Search code examples
scalaapache-sparkfilterapache-spark-sqlpartition

How to filter parquet partitions based on date range?


I have partitioned parquet data:

dir/batch_date=2023-02-13/batch_hour=09

I have to read last 14 days data through spark program. Currently, I'm reading the data and applying date filter on the dataframe as batch_date minus 14 days.

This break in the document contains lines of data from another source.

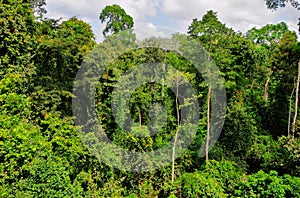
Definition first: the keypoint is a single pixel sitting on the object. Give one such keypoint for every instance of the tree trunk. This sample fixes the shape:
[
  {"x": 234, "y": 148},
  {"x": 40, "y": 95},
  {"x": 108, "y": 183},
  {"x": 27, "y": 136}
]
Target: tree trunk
[
  {"x": 290, "y": 112},
  {"x": 140, "y": 116},
  {"x": 296, "y": 103},
  {"x": 208, "y": 125},
  {"x": 178, "y": 122}
]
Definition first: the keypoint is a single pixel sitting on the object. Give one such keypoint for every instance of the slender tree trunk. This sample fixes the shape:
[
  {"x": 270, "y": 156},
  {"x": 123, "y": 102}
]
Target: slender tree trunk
[
  {"x": 208, "y": 125},
  {"x": 164, "y": 71},
  {"x": 296, "y": 103},
  {"x": 290, "y": 112},
  {"x": 266, "y": 94},
  {"x": 140, "y": 116},
  {"x": 178, "y": 122}
]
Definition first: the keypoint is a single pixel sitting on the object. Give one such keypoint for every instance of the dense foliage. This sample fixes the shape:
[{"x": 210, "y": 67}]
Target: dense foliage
[{"x": 42, "y": 155}]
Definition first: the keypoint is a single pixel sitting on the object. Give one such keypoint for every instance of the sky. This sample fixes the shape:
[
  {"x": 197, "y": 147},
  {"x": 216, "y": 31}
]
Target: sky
[{"x": 177, "y": 15}]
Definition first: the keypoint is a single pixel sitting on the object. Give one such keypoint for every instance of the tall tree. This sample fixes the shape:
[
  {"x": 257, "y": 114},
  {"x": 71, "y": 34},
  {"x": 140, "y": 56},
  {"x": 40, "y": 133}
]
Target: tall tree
[
  {"x": 116, "y": 19},
  {"x": 275, "y": 4}
]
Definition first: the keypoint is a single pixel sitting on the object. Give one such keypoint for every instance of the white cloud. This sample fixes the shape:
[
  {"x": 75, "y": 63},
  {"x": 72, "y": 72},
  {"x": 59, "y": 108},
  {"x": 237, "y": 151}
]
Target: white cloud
[
  {"x": 176, "y": 14},
  {"x": 240, "y": 15}
]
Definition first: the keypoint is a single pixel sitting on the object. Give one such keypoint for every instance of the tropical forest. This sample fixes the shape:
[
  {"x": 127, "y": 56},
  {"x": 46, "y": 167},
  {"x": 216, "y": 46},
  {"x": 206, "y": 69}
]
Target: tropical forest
[{"x": 83, "y": 118}]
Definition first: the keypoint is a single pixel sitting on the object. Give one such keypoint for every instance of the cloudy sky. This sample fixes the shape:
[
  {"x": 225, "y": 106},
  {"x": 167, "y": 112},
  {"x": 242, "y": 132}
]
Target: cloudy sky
[{"x": 241, "y": 15}]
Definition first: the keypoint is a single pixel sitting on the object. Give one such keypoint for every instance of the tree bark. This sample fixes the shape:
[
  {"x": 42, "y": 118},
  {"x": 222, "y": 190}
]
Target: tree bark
[
  {"x": 296, "y": 103},
  {"x": 178, "y": 122},
  {"x": 208, "y": 125},
  {"x": 290, "y": 112}
]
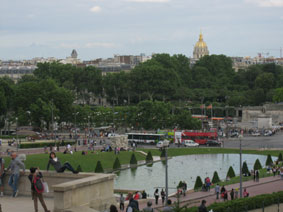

Is there any way to put a range of directories to limit the read to only last 14 days directories and not the entire data set.

Thanks


Solution

  • What you are already doing is optimal, because of the concept of PartitionFilters in apache spark, so when you apply filters on a partitioned column these filters are applied on the data at the source, before any data is sent over the network, to reduce the amount of data transferred.

    For example, I have some data partitioned by Year:

    /path/
       Year=2018/
           file.parquet
       Year=2019/
           file.parquet
       Year=2020/
           file.parquet
       Year=2021/
           file.parquet
       Year=2022/
           file.parquet
       Year=2023/
           file.parquet
    

    If I apply the following code:

    spark.read.parquet("/path/").filter(col("Year") >= "2020").explain()
    

    I will get the following Physical Plan:

    == Physical Plan ==
    *(1) ColumnarToRow
    +- FileScan parquet [Variable_name#0,Value#1,Units#2,Year#3] Batched: true, DataFilters: [], Format: Parquet, Location: InMemoryFileIndex(1 paths)[file:/home/user/out..., PartitionFilters: [isnotnull(Year#3), (Year#3 >= 2020)], PushedFilters: [], ReadSchema: struct<Variable_name:string,Value:string,Units:string>
    

    If you search for PartitionFilters you will find this:

    PartitionFilters: [isnotnull(Year#3), (Year#3 >= 2020)]
    

    Which mean that the partition filters are applied, and only the desired partitions will be loaded, however if you don't see the PartitionFilters, that means that something went wrong and the whole data will be loaded

    If for some reason the PartitionFilters didn't work than you can always use hadoop to filter the folders that you want to load with spark

    val hdfs = new Path(path).getFileSystem(sparkSession.sparkContext.hadoopConfiguration)
    val filesToRead = hdfs.listStatus(new Path(path)).toList.filter(_.getPath.getName.split("=")(1) >= min_date)
    

    Then read filesToRead using spark.